“Me, too,” Bill said.
He went up the steps to the high porch in front of the mercantile and started toward the door, but he hadn’t gotten there when it opened and Eden stepped out. She wasn’t alone. There was a man right behind her, and he had the barrel of a gun pressed into her side.
“You killed my woman, Marshal,” he said, “and now you’re gonna watch while I kill yours, before I cut you down.”
Eden was pale with fear, but in that moment when time seemed to stop, Bill saw something else on her face. Anger burned in her eyes, and he knew she was going to do something. He opened his mouth to tell her to wait, but the words never came out. She twisted in the man’s grip and the gun went off. She cried out in pain, but that didn’t stop her elbow from digging into his throat and knocking him back a step. Bill’s Colt came out of its holster in a smooth, instinctive draw. The barrel tipped up, and as Eden fell to the side, the gun roared, then roared again. The man staggered as both slugs drove into his chest. He tried to raise his gun but couldn’t seem to manage it. As he fell to his knees, the revolver slipped from his fingers. He pitched forward on his face and lay still.

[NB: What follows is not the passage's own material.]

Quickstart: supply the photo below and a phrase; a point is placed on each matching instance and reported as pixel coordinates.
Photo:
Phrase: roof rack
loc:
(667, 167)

Bill rushed forward, pausing only long enough to kick the fallen gun into the street before he grabbed Eden and pulled her up into his arms.
“I’m all right, I’m all right,” she babbled. “I’m not hit, Bill.”
He looked down at her side, saw the scorched mark on her dress from the muzzle flash. She had come that close.
But there was no blood, thank God. He held her tightly against him, vaguely aware that people were shouting and running toward them, but none of that was important now.
He was holding on to the only thing that mattered.
“So that was Caleb Tatum, the boss of those owlhoots,” Jesse Overstreet said as he strolled along the darkened street beside Bill. Overstreet had come out of the Prairie Queen while Bill was making his evening rounds and offered to join him, and Bill hadn’t turned him down. “We must’ve missed him while we were roundin’ up those varmints.”
“Yeah, and then he followed us back here to settle the score for that redheaded woman, Hannah. He told Eden that much after he slipped in the back of the store and knocked out her pa.”
“Is Mr. Monroe gonna be all right?”
Bill grinned and said, “Oh, yeah, he’s got a hard head. He’s been through a lot, though, so I hope life takes it a mite easier on him for a while.”
“How about you?” Overstreet asked.
“You mean, do I have a hard head?”
“No, I’m sayin’ is it time for life to take it a mite easier on you?”
“Well, that’d be all right, I suppose. I’m not gonna hold my breath waitin’ for it, though. It seems like there’s always some sort of hell poppin’ in Redemption.” They walked on in silence for a moment, and then Bill asked, “Are you really the Palo Pinto Kid?”
“I never said that I was. I just asked that hombre if he’d heard of the Palo Pinto Kid.”
“But…you’re not sayin’ that you’re not him.”
“I’m just sayin’ it’s a beautiful night,” Overstreet replied with a grin, “and you’d better enjoy it before that hell you were talkin’ about starts to pop again.”